SNAI1, an endothelial–mesenchymal transition transcription factor, promotes the early phase of ocular neovascularization

• Published in: Angiogenesis (London) Vol. 21; no. 3; pp. 635 - 652
• Main Authors: Sun, Jia-Xing, Chang, Tian-Fang, Li, Man-Hong, Sun, Li-Juan, Yan, Xian-Chun, Yang, Zi-Yan, Liu, Yuan, Xu, Wen-Qin, Lv, Yang, Su, Jing-Bo, Liang, Liang, Han, Hua, Dou, Guo-Rui, Wang, Yu-Sheng
• Format: Journal Article
• Language: English
• Published: Dordrecht Springer Netherlands 01.08.2018; Springer Nature B.V
• Subjects: Age; Angiogenesis; Biomedical and Life Sciences; Biomedicine; Cancer Research; Cardiology; Cell Biology; Cell migration; Cytoskeleton; Endothelial cells; Extracellular matrix; Gene expression; Macular degeneration; Mesenchyme; Nucleotide sequence; Oncology; Ophthalmology; Original Paper; Phenotypes; Physiological effects; Retina; Retinopathy; Ribonucleic acid; RNA; siRNA; Snail protein; Therapeutic applications; Transcription factors; Vascular endothelial growth factor; Vascularization; Endothelial–mesenchymal transition; SNAI1; Angiogenesis; Choroidal neovascularization; Oxygen-induced retinopathy
• ISSN: 0969-6970; 1573-7209
• DOI: 10.1007/s10456-018-9614-9

Ocular neovascularization is a comprehensive process involved in retinal vascular development and several blinding diseases such as age-related macular degeneration and retinopathy of prematurity, with vascular endothelial growth factor (VEGF) regarded as the master regulator.
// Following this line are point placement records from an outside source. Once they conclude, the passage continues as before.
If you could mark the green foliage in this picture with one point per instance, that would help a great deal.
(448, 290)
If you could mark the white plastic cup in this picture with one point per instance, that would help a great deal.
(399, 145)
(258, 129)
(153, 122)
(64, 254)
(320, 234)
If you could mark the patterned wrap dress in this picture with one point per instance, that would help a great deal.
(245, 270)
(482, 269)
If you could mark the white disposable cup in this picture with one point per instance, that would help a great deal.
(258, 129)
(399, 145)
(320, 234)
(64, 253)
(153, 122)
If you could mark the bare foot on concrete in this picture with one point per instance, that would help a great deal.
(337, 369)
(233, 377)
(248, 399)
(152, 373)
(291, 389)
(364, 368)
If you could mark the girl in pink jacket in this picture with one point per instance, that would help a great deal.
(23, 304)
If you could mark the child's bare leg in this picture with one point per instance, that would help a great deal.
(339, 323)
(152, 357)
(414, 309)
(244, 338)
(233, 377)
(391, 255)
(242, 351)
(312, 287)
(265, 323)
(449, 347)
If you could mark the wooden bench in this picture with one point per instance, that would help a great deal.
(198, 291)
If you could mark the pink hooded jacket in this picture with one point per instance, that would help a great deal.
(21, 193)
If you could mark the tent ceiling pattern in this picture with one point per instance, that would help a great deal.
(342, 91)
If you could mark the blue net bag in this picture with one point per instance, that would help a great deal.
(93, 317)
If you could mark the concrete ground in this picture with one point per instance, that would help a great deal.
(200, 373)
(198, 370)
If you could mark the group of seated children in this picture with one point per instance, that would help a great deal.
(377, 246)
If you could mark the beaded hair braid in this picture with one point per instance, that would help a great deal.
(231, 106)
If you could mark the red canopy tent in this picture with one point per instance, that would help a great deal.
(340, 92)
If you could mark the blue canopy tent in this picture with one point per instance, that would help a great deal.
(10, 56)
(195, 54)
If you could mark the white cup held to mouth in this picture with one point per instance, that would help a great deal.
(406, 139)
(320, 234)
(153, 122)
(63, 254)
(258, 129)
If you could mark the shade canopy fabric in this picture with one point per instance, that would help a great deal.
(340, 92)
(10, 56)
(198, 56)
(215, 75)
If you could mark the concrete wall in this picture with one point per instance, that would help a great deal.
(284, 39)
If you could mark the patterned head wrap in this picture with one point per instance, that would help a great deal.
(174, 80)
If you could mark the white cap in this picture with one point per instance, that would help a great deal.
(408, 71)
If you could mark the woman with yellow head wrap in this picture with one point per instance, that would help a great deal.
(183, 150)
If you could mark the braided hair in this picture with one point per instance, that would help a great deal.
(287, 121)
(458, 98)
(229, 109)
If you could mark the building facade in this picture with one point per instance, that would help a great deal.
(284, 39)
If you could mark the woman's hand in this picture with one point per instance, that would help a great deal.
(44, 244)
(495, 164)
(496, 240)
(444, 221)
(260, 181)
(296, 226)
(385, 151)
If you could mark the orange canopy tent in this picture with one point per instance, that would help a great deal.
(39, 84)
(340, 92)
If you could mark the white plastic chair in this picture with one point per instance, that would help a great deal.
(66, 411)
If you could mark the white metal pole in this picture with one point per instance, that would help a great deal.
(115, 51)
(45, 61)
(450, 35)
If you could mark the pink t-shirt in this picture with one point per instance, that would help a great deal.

However, the qualified effect of anti-VEGF therapy reveals that the underlying mechanisms are still not clearly identified. To initialize angiogenesis, endothelial cells undergo a phenotype switching to generate highly migratory and invasive cells. This process shares certain similar characters observed in endothelial–mesenchymal transition (EndMT). Here, we found that SNAI1, an EndMT transcription factor, was expressed by endothelial cells in both physiological and pathological ocular neovascularization. SNAI1 overexpression triggered cell morphological change and enhanced cell motility, while loss of SNAI1 attenuated migration, invasion and sprouting. RNA sequence analysis further revealed that SNAI1 knockdown decreased the expression of genes related to cytoskeleton rearrangement and ECM remodeling. Moreover, intravitreal injection of small interfering RNA of SNAI1 suppressed new vessel formation in developing retina as well as mice model of choroidal neovascularization and oxygen-induced retinopathy. Therefore, we propose that the EndMT transcription factor SNAI1 promotes the early phase of ocular neovascularization and may provide a potential therapeutic target.